A Justiça condenou os PMs Jesimiel e Cláudio pela morte do jovem Geovane; eles foram a júri popular na última quarta-feira (17), no Fórum Ruy Barbosa, em Salvador

Por Victor Souza.

Os policiais militares acusados de participar da morte de Geovane Mascarenhas de Santana, em agosto de 2014, foram condenados pela Justiça da Bahia. Os ex-agentes foram a júri popular na última quarta-feira (17), no Fórum Ruy Barbosa, em Salvador.

Juri De Pms Acusados De Matar E Carbonizar Corpo De Geovane Comeca Em Salvador

A sentença divulgada na madrugada desta sexta-feira (19), condenou Jesimiel a 25 anos, 3 meses e 15 dias de prisão pelos crimes de homicídio duplamente qualificado, roubo e ocultação de cadáver. O réu cumprirá a pena em regime inicial fechado.

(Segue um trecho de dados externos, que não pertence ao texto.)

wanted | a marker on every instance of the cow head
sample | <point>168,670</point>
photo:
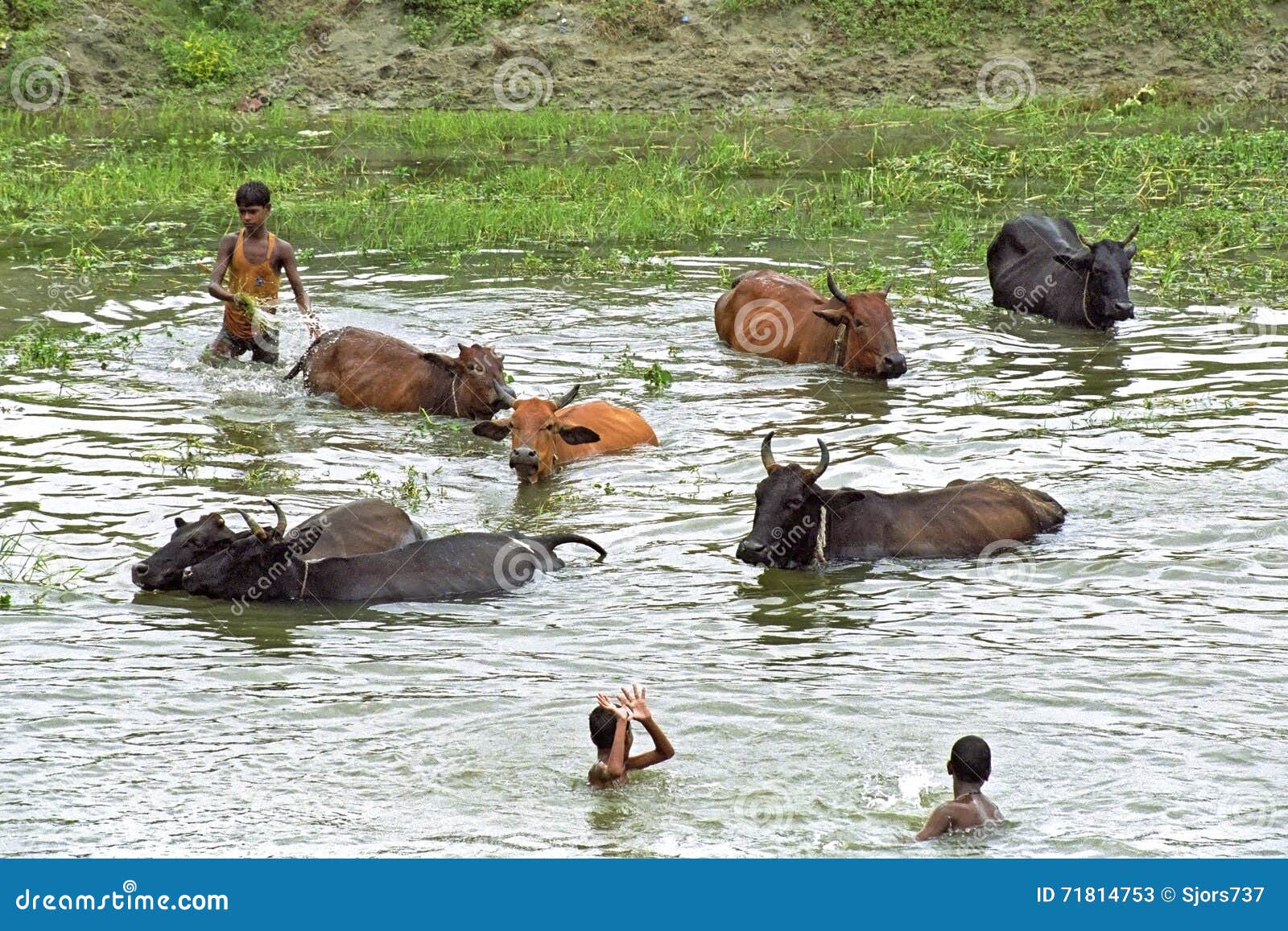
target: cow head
<point>789,513</point>
<point>191,542</point>
<point>534,425</point>
<point>871,348</point>
<point>258,566</point>
<point>1105,270</point>
<point>478,379</point>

Já o outro policial, Cláudio Bonfim foi condenado a 20 anos e 7 meses de prisão pelos crimes de homicídio duplamente qualificado e roubo. Ele vai cumprir a pena em regime inicial fechado.

Policiais condenados no caso Geovane

Além de Jesimiel e Cláudio dois, a acusação do Ministério Público da Bahia (MP-BA), também resultou na condenação do ex-PM Jailson Gomes Oliveira pelo crime de roubo a seis anos e quatro meses de prisão, que cumprirá em regime semiaberto.

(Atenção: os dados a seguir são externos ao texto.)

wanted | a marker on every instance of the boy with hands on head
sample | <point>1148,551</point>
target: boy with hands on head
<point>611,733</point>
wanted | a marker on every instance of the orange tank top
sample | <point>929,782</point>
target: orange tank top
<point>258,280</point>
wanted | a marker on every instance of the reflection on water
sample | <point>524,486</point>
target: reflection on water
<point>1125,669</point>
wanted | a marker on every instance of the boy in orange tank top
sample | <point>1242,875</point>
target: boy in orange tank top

Outras sete pessoas foram levadas a julgamento popular por envolvimento na morte do jovem. Foram acusados também os policiais militares em atividade Daniel Pereira de Sousa Santos, Alex Santos Caetano, Roberto Santos de Oliveira e Allan Moraes Galiza dos Santos. No julgamento, eles foram absolvidos pelos jurados.

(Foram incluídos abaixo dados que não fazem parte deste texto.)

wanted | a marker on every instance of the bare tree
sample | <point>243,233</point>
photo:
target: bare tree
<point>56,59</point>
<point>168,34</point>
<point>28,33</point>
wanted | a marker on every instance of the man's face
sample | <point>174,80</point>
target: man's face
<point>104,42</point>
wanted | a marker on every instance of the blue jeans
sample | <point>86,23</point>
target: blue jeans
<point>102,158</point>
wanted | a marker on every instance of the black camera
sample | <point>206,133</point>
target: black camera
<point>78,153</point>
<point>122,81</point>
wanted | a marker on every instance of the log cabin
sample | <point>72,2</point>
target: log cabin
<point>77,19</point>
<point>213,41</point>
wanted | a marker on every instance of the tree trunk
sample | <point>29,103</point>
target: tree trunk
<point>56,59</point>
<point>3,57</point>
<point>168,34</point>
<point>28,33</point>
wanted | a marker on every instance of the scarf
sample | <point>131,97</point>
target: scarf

Condenação de policiais pela morte do jovem Geovane

De acordo com a acusação do MP-BA, Geovane foi abordado na Rua Nilo Peçanha na tarde do dia 2 de agosto de 2014 por uma guarnição da Ronda Especial (Rondesp). A vítima permaneceu sob a custódia dos agentes e não retornou para casa.

Segundo os promotores, baseados em laudo pericial de geolocalização, as viaturas da guarnição utilizadas na abordagem de Geovane foram as mesmas que, durante a ‘Operação Noturna’, deslocaram-se pelo subúrbio ferroviário e estacionaram horas depois, à noite, exatamente junto aos dois locais onde foram encontrados restos mortais de Geovane na região.

O corpo do jovem foi encontrado no dia 3 de agosto, carbonizado, decapitado e mutilado, nas proximidades do Parque São Bartolomeu. Dias depois, a cabeça e as demais partes foram localizadas no Parque Tecal, em Campinas de Pirajá, a cerca de 2,5 quilômetros de distância.

Defesa alegou que vítima foi liberada

Nos depoimentos prestados à época, os policiais afirmaram que Geovane foi abordado por possuir características semelhantes às de um suspeito de assalto.

Segundo a versão apresentada pelos agentes, ele teria sido levado para reconhecimento por uma vítima de roubo na região da Calçada. Como não foi reconhecido, teria sido liberado em seguida.

GPS da viatura foi peça-chave na investigação

As investigações avançaram após a Polícia Civil solicitar os registros de GPS da viatura envolvida na abordagem.

Uma perícia do Departamento de Polícia Técnica (DPT) constatou que a fiação do aparelho GPS da viatura comandada pelo subtenente Cláudio Bonfim Borges havia sido danificada.

Apesar disso, os investigadores conseguiram reconstruir parte do trajeto por meio do sistema de geolocalização do rádio de comunicação utilizado pelas equipes policiais.

Os dados revelaram que duas viaturas estiveram nos locais onde os restos mortais de Geovane foram abandonados na mesma noite em que ele desapareceu.

A análise também identificou divergências entre os trajetos registrados eletronicamente e as informações apresentadas pelos policiais nos relatórios de serviço.

Contradições nos depoimentos

Inicialmente, policiais de uma das guarnições afirmaram que não tiveram contato com a outra equipe envolvida na ocorrência.

Posteriormente, mudaram a versão e admitiram ter se encontrado brevemente, alegando que o contato ocorreu apenas para comunicar a liberação antecipada de um dos agentes do serviço.

As informações de geolocalização, porém, indicaram deslocamentos compatíveis entre as equipes ao longo da noite.